Ces engagements traduisent concrètement les valeurs qui fondent les métiers du domicile.
Un outil de prévention des maltraitances
La prévention des maltraitances constitue aujourd’hui un enjeu majeur de santé publique.
Les situations de vulnérabilité, l’isolement, les difficultés organisationnelles, le manque de coordination ou encore l’épuisement des aidants peuvent créer des risques parfois invisibles.
La charte rappelle que la bientraitance ne se limite pas à l’absence de maltraitance.
Elle implique une vigilance permanente, une réflexion éthique continue et une capacité à questionner ses pratiques.
Elle encourage également le signalement des situations préoccupantes et la diffusion d’une culture commune de prévention.
Un support concret pour les structures
Au-delà de sa dimension symbolique, la charte est conçue comme un outil opérationnel.
Elle peut être :
- intégrée aux livrets d’accueil ;
- présentée lors de l’intégration des nouveaux professionnels ;
- utilisée dans les actions de sensibilisation ;
- mobilisée dans les démarches qualité ;
- partagée avec les bénéficiaires et leurs proches.
Elle permet aux structures de formaliser leurs engagements et de donner davantage de visibilité à leurs valeurs.
Renforcer l’attractivité des métiers
Dans un contexte marqué par des difficultés de recrutement et de fidélisation des professionnels, la promotion d’une culture de bientraitance constitue également un levier d’attractivité.

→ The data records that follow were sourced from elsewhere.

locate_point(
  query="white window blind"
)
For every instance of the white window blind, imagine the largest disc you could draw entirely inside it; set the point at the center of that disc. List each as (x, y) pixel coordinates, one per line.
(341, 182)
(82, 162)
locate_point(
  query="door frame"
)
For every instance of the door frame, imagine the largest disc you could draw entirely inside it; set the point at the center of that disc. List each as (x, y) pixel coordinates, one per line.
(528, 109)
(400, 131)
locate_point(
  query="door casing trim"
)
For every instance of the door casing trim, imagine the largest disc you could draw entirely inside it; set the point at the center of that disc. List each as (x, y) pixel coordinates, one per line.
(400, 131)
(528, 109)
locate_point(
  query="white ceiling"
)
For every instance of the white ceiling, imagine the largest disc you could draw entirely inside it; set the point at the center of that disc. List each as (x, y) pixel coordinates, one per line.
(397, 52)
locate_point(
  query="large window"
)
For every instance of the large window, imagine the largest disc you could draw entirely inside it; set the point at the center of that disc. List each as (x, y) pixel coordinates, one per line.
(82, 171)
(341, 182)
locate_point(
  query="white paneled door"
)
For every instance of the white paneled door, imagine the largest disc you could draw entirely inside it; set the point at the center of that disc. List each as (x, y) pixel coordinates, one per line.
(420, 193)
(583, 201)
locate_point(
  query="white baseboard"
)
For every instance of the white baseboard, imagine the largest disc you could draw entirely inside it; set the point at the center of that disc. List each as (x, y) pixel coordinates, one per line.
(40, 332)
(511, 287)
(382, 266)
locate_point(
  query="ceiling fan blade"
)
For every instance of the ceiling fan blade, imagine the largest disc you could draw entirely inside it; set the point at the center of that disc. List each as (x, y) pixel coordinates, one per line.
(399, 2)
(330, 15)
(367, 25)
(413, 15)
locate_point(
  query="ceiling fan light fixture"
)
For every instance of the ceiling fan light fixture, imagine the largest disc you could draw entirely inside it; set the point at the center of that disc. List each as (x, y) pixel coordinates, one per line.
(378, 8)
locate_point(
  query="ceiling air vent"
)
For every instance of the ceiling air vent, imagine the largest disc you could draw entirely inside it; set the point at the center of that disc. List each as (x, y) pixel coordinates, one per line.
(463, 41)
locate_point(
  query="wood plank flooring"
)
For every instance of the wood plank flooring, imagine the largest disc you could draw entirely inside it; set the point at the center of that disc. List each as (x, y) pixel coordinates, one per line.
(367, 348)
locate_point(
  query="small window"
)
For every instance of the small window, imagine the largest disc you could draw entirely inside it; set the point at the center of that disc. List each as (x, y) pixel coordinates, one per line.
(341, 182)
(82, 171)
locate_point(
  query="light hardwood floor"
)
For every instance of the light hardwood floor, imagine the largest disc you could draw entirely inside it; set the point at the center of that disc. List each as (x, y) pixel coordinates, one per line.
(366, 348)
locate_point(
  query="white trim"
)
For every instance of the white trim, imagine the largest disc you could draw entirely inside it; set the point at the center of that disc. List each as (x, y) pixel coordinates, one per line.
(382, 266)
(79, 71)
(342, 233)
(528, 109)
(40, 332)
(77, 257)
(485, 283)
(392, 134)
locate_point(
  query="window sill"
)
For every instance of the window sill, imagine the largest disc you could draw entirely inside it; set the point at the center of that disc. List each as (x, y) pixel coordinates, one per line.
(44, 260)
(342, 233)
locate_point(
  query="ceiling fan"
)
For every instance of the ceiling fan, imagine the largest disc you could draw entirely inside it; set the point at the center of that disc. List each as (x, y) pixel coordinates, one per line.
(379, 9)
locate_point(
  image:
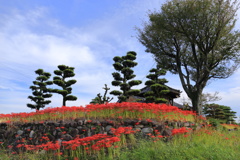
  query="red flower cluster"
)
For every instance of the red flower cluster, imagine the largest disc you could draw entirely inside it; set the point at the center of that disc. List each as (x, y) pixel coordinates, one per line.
(122, 130)
(120, 110)
(180, 130)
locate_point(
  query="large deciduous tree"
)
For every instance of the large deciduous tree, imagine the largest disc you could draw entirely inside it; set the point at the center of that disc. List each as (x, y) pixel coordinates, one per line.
(196, 40)
(123, 76)
(40, 90)
(63, 73)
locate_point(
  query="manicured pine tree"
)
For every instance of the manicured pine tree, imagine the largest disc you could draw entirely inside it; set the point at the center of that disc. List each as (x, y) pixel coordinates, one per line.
(220, 112)
(63, 73)
(157, 86)
(99, 99)
(40, 90)
(123, 76)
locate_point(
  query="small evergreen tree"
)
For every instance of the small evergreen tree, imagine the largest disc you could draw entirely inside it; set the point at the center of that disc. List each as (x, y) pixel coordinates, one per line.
(40, 90)
(102, 99)
(123, 76)
(60, 80)
(220, 112)
(158, 89)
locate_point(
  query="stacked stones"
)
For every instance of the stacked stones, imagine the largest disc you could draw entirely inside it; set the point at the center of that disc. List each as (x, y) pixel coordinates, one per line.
(37, 133)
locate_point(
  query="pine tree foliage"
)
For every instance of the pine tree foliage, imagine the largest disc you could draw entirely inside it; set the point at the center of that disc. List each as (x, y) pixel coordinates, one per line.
(124, 75)
(157, 86)
(40, 90)
(99, 99)
(63, 73)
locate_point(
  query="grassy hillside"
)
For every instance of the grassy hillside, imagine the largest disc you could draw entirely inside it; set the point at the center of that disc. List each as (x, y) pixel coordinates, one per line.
(196, 139)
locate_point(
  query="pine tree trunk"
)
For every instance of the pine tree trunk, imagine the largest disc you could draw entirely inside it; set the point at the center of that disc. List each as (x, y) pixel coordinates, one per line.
(195, 98)
(64, 101)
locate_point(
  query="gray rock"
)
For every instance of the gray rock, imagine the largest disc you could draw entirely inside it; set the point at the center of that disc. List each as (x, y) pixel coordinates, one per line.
(186, 124)
(31, 134)
(20, 132)
(147, 130)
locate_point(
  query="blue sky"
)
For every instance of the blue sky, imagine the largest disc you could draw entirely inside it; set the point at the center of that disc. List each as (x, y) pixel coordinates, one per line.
(85, 34)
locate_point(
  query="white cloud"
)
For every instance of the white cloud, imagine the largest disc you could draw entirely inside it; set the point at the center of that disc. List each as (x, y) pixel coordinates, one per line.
(33, 39)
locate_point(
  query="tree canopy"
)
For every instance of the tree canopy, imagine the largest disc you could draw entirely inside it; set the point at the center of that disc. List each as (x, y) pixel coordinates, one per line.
(40, 90)
(63, 73)
(123, 76)
(196, 40)
(157, 86)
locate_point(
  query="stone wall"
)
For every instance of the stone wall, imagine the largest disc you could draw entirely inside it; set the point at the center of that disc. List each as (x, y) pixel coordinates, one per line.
(37, 133)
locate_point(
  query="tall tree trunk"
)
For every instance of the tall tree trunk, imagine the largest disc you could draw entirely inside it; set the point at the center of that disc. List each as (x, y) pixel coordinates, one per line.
(64, 101)
(196, 100)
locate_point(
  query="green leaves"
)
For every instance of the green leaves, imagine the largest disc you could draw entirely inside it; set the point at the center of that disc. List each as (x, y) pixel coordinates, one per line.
(158, 89)
(124, 73)
(60, 80)
(40, 90)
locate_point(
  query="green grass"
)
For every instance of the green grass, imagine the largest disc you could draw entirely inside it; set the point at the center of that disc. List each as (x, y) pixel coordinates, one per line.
(197, 146)
(204, 144)
(209, 143)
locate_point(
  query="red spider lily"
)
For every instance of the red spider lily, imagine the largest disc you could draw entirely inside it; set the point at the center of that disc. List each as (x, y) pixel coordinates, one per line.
(180, 130)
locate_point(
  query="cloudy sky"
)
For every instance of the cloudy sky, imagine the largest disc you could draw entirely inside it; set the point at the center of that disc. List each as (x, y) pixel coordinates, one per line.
(85, 34)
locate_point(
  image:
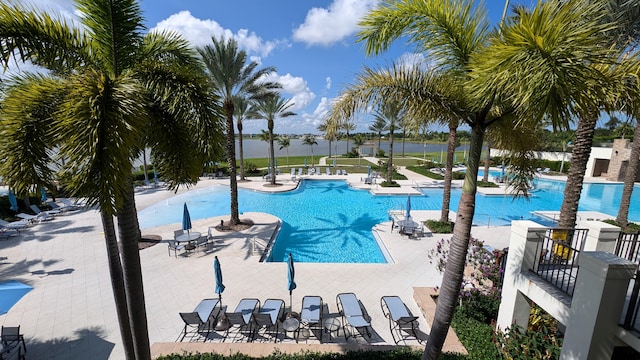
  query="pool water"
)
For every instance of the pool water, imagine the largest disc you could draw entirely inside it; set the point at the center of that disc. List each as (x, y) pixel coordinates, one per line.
(327, 221)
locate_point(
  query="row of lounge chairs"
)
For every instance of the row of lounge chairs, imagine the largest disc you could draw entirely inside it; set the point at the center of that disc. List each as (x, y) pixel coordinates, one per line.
(251, 321)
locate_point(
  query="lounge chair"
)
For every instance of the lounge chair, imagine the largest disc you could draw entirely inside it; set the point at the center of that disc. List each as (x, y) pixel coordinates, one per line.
(269, 317)
(11, 340)
(37, 210)
(311, 314)
(402, 324)
(242, 318)
(201, 320)
(353, 314)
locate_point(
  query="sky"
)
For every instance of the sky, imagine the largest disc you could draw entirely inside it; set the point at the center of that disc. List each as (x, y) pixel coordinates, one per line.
(311, 43)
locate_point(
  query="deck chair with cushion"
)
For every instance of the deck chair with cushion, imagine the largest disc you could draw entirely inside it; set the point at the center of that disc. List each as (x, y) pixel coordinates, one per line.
(402, 324)
(311, 314)
(12, 340)
(242, 318)
(201, 320)
(268, 318)
(354, 314)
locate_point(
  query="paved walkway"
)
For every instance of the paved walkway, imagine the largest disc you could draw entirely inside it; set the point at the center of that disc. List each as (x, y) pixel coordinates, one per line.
(70, 313)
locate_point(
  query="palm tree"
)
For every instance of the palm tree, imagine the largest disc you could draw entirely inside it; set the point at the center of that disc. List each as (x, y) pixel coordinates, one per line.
(378, 126)
(456, 33)
(230, 75)
(284, 142)
(310, 140)
(270, 108)
(241, 106)
(104, 99)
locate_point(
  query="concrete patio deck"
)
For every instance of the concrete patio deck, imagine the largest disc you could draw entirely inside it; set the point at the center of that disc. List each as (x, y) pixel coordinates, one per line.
(70, 313)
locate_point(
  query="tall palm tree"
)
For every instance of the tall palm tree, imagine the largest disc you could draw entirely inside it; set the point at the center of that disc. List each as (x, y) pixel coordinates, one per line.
(284, 142)
(378, 126)
(310, 140)
(241, 106)
(108, 85)
(455, 33)
(231, 75)
(270, 108)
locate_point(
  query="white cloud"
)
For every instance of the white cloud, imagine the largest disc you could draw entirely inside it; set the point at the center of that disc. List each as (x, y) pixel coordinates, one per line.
(199, 33)
(325, 26)
(301, 95)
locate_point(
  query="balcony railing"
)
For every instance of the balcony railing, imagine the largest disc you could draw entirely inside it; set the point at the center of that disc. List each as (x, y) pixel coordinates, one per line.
(559, 251)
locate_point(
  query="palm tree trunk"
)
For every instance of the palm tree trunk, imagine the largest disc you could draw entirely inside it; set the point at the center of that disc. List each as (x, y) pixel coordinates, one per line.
(448, 173)
(452, 278)
(240, 150)
(487, 162)
(272, 155)
(117, 284)
(231, 155)
(579, 158)
(390, 162)
(629, 180)
(129, 232)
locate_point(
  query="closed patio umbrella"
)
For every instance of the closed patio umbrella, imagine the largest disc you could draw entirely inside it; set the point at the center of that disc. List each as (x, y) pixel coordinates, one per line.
(13, 201)
(291, 284)
(186, 219)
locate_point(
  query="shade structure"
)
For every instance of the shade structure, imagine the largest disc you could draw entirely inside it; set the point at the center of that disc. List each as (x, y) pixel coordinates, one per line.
(291, 275)
(10, 293)
(217, 271)
(186, 219)
(13, 201)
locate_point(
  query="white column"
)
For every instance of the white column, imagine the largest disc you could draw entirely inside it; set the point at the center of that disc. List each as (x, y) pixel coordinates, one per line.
(598, 300)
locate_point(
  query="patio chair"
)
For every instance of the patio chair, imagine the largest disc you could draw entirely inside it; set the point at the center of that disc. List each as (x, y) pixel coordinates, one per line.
(201, 320)
(353, 314)
(175, 246)
(269, 317)
(37, 210)
(402, 324)
(11, 339)
(242, 318)
(311, 314)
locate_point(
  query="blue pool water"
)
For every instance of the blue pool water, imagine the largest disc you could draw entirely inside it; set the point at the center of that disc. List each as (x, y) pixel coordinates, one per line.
(327, 221)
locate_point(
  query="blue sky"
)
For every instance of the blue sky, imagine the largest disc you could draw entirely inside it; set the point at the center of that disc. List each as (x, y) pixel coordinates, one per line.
(310, 42)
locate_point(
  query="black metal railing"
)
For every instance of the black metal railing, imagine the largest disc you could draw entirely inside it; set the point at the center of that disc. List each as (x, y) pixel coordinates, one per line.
(559, 251)
(628, 247)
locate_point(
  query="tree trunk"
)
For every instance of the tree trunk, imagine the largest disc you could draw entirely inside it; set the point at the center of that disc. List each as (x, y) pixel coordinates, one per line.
(231, 155)
(272, 155)
(454, 270)
(240, 151)
(390, 163)
(487, 162)
(629, 180)
(448, 173)
(579, 158)
(129, 232)
(117, 285)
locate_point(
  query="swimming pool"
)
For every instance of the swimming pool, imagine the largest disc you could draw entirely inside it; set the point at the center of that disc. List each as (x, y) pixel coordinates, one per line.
(327, 221)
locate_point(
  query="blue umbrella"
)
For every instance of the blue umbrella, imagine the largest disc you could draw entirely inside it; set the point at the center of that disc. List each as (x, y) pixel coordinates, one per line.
(291, 274)
(218, 275)
(186, 219)
(10, 293)
(13, 201)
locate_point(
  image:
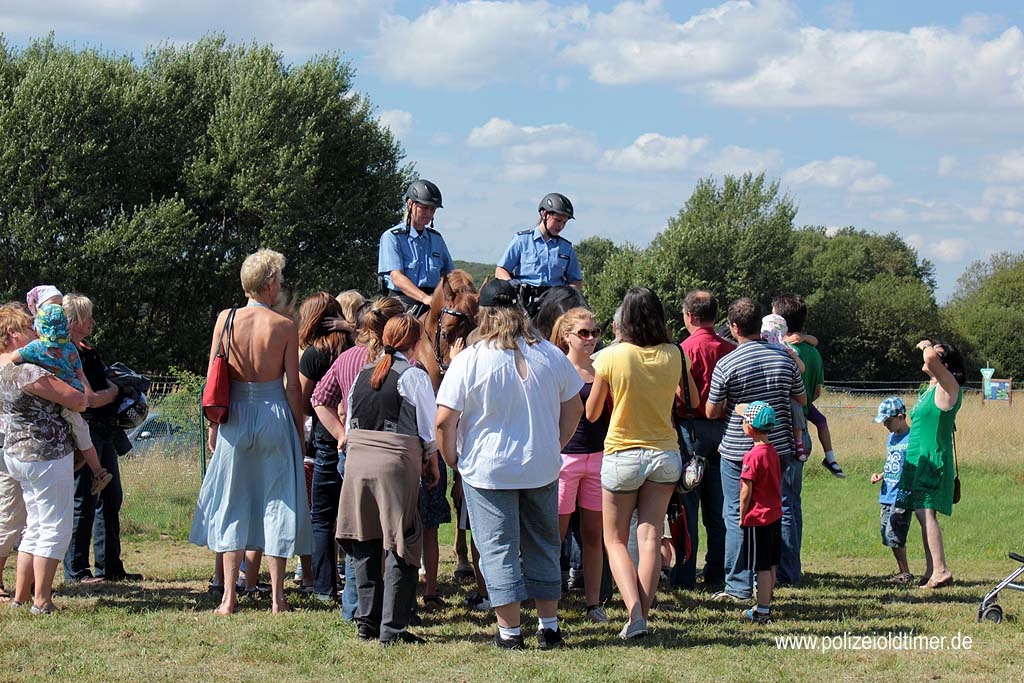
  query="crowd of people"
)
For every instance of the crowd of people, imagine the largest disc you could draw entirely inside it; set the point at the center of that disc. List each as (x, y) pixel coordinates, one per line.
(337, 443)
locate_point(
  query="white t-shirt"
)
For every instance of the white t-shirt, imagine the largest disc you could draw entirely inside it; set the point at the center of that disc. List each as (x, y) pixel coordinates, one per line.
(509, 425)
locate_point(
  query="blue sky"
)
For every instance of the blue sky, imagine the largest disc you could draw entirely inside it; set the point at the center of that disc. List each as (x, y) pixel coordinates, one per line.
(903, 117)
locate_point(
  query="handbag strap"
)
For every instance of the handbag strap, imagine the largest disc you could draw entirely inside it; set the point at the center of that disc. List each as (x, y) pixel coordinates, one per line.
(955, 464)
(225, 346)
(686, 396)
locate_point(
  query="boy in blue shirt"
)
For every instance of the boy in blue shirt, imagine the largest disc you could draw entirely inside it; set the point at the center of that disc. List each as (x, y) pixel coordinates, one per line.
(895, 522)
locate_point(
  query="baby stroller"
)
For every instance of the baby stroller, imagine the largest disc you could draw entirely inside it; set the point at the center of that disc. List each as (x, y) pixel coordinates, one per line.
(988, 608)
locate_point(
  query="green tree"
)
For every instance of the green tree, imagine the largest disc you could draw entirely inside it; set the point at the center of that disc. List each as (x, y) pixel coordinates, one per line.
(145, 185)
(986, 313)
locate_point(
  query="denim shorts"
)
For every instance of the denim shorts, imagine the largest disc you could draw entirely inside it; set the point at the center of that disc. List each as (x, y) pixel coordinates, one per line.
(627, 470)
(895, 524)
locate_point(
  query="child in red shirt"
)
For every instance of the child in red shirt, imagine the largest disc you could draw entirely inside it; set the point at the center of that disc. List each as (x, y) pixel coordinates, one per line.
(761, 506)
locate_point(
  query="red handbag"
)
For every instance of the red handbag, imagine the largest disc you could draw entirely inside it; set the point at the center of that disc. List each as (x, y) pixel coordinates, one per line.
(216, 393)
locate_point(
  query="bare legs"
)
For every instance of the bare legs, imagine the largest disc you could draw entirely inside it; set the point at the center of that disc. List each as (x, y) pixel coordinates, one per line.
(936, 571)
(637, 585)
(593, 558)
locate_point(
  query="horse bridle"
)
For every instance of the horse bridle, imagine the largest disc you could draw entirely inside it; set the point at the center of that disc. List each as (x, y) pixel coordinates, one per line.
(462, 315)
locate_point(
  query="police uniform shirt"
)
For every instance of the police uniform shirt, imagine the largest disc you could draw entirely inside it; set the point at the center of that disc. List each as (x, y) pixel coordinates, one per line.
(421, 256)
(541, 262)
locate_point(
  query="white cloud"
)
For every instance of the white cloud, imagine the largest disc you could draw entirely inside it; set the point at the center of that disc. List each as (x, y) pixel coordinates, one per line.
(1006, 167)
(652, 152)
(1004, 197)
(946, 250)
(639, 42)
(398, 121)
(467, 45)
(947, 166)
(732, 160)
(855, 175)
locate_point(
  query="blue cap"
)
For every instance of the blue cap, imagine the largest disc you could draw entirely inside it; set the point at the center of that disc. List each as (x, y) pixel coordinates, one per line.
(890, 408)
(758, 414)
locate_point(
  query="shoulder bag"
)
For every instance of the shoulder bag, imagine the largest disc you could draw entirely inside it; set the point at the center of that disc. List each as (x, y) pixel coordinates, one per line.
(216, 393)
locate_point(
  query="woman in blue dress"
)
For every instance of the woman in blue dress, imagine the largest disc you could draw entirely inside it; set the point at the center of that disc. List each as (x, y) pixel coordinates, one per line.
(254, 496)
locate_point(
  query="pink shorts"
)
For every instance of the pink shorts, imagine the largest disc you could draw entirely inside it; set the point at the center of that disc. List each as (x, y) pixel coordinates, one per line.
(581, 474)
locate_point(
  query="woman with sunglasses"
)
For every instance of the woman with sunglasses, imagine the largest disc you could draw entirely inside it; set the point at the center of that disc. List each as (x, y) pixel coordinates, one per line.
(576, 333)
(641, 465)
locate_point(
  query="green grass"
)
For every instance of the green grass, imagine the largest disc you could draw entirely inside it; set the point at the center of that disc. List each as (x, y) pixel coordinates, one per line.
(163, 629)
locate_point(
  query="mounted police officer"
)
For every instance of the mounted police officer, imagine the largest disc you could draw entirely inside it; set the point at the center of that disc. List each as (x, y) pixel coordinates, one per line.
(413, 255)
(540, 258)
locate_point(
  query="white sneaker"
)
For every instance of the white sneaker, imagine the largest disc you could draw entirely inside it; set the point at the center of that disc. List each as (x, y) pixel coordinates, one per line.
(477, 602)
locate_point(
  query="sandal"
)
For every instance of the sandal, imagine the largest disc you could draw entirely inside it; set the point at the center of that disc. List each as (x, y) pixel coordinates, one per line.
(432, 602)
(99, 480)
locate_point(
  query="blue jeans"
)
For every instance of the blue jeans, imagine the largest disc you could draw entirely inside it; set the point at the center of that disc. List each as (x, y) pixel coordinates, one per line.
(793, 517)
(96, 518)
(706, 500)
(511, 522)
(324, 513)
(738, 578)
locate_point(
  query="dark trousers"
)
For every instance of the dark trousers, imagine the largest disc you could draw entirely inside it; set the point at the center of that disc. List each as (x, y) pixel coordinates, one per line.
(324, 512)
(705, 501)
(96, 518)
(385, 597)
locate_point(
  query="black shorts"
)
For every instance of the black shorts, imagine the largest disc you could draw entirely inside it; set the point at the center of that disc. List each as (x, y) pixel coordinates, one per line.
(762, 546)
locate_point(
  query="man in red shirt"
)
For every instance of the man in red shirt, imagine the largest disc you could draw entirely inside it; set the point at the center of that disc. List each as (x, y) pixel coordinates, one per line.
(761, 505)
(704, 348)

Les salariés attendent aujourd’hui des organisations qu’elles reconnaissent leur engagement, soutiennent leurs pratiques et créent des espaces de dialogue.
En affirmant des valeurs communes et en reconnaissant la place de chacun, la charte contribue à renforcer le sentiment d’appartenance et la qualité de vie au travail.
Une ambition nationale
Avec cette Charte Éthique et Bientraitance, la FESP souhaite accompagner l’ensemble de ses adhérents dans la construction d’un cadre commun de référence.
L’objectif est clair : faire du domicile un espace toujours plus sûr, respectueux et humain.
Parce que la qualité de l’accompagnement repose avant tout sur la qualité des relations, la bientraitance doit devenir l’affaire de tous.